Der erste Eindruck von Inguschetien ist friedlich, fast bukolisch. Als unser Wagen angehalten wird, steigt nur der Fahrer aus, wird kontrolliert, schmiert den Milizionär und fährt weiter. Die Häuser rechts und links der Straße voller Schlaglöcher sind klein und ärmlich. Kühe und Schafe weiden auf den Wiesen und Hügeln, die die 80.000 Einwohnerstadt Nasran umgeben. In Tschetschenien war die Landschaft schöner, die Berge höher, das Wasser der Flüsse klarer, die Tomaten röter, die Städte größer, loben die Menschen, die nun als Flüchtlinge in Inguschetien leben. Wir träumen zusammen: Wenn der Krieg vorbei ist, fahren wir hin und grillen in den Bergen, besuchen die alten tschetschenischen Wehrtürme oder das, was die russischen Bomben von ihnen übrig gelassen haben, und fahren durch Grosny, die ehemals schönste und grünste Stadt des Nordkaukasus. Aber die Realität holt uns schnell ein. Ein junger Menschenrechtler ist in Inguschetien verschwunden. Seine Familie will nicht, dass diese Neuigkeit veröffentlicht wird. Vielleicht können sie ihn doch finden und freikaufen. Das Gespräch über den Verschleppten löst Panik aus: Wer wird der oder die nächste sein? Wie hat man ihn gefunden? Man erzählt uns, er sei über sein Mobiltelefon lokalisiert worden. Die Telefonnummern aller Menschenrechtler, mit denen wir zusammen sind, seien auf diesem Telefon gespeichert.

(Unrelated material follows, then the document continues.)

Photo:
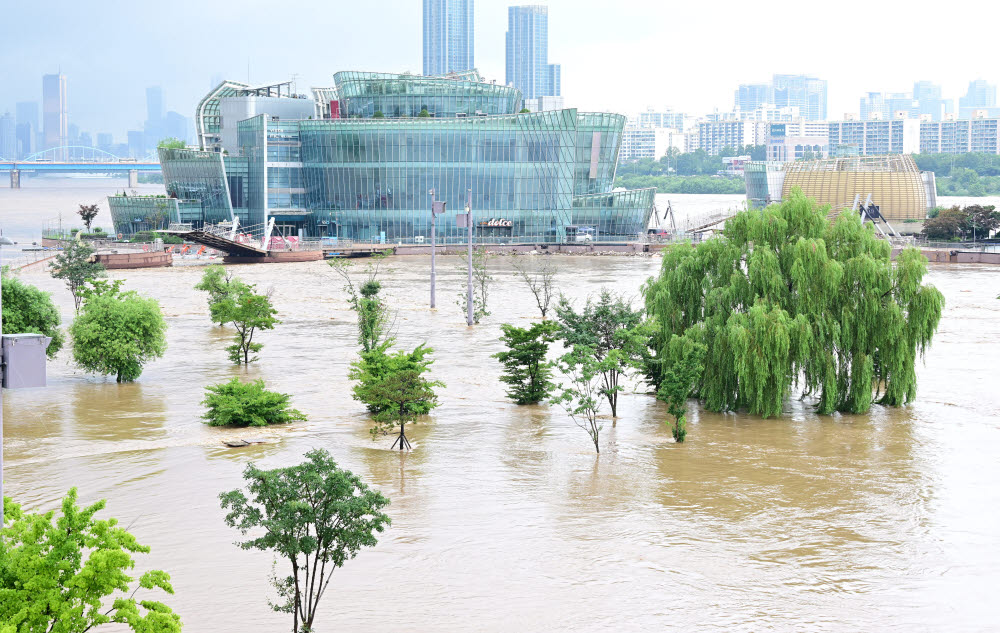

Plötzlich steht alles in Frage. Wie lange werden wir hier noch arbeiten können? Was ist sicher, wie sollen wir uns verhalten? Schon jetzt übernachten die Mitarbeiter von Menschenrechtsorganisationen nicht mehr in ihren eigenen Wohnungen, sondern gehen an jedem Abend zu jeweils anderen Freunden oder Bekannten. Aber es sind Gäste da und man will sie nicht einschüchtern. Schnell wird gekocht, der Tisch gedeckt, nicht mehr über die Arbeit gesprochen, sondern über die Familien.

Es fällt uns schwer, Inguschetien, unsere Kollegen aus den Menschenrechtsorganisationen und die Flüchtlinge wieder zu verlassen. Das Flugzeug hebt mit mehreren Stunden Verspätung in einen schwarzen Gewitterhimmel ab. Wenige Tage später verlassen wir auch Moskau. Das Bild des tschetschenischen Künstlers und Flüchtlings Rasheedov steckt in meiner Plastiktüte. Bei der Kontrolle muss ich es entrollen. "Der Freundin des tschetschenischen Volkes" steht als Widmung auf der Rückseite. Die blondierte Zollbeamtin schaut zuerst mich, dann das Bild an, schüttelt den Kopf und winkt mich durch.